How To Create A Virtual Hearth In Troubled Times

During this pandemic, brands have an opportunity to build future loyalty by being helpful. As anxiety remains high, curating content can be a way for brands to show that they get what people are going through, and to demonstrate cultural savvy.

Brands can create a virtual hearth by providing or helping people find content they’re interested in, facilitating escape, creating a sense of community, or offering a feeling of purposefulness. In our new normal, there is more content than ever (from new streaming services to free virtual performances and classes), which can be overwhelming.

Here are some ways brands can create a virtual hearth:

Escapism with movies and music. The app TV Time points to the popularity of certain themes, including escape (73%), laughter (72%), and comfort (53%), over the last few months.

Movies that offer a “controlled world,” such as those from director Wes Anderson, are prescribed by one Seattle psychotherapist, according to the Wall Street Journal.  “It makes you feel that you’re in a controlled world, not the chaotic one you see when you turn on the news or look at your Twitter feed.”



Similarly, nostalgic playlists that bring people back to a “more stable, comfortable place in their lives” have spiked in popularity, according to Spotify.

Brands could curate a series of movies by mood, or offer a certificate for a free movie rental, tying their brand to peoples’ movie-night habits.

Fill the void with live events. Live events provide a strong sense of connection that is missing right now.

Music, for one, has a long history of spiritual healing and social bonding during times of disease, from Sparta to medieval Italy to the “balcony concerts” of today. Research has linked singing and listening to music to the production of the brain hormone oxytocin, which is also released during face-to-face social interactions.

Virtual concerts offer an intimate look into musicians’ dwellings, along with the ability to interact with the performer. Knowing that others are along for the ride adds to the sense of community.

Some of the pandemic’s most engaging live events have brought together music and experimentation at the same time, going beyond the traditional concert by collaboration with visual artists, for example.

Advertisers should opt for live virtual events to create a sense of connection and find ways to bring more exclusive access to an artist, with a Q&A or behind-the-scenes videos.

Some brands have already recognized the value of communal consumption, with Netflix Party and Spotify's prototype “Social Listening” queues.

Provide a sense of purpose.
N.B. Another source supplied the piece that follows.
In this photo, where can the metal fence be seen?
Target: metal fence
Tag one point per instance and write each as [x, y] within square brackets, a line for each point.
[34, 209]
People are also seeking more ways to feel productive. More intellectual, documentary, or instructional content can also be a way to fill downtime. Brands can help people learn a new skill (cooking, exercise, photography, etc.), practice a language, or explore their next vacation destination.

Brands could partner with tastemakers to make recommendations and educate. There is also the need to help people discover/learn about passions without leaving home, like virtual AirBnB experiences.

Brands that create a virtual hearth by providing unique curated experiences will be the ones that people remember and feel loyal to in the future.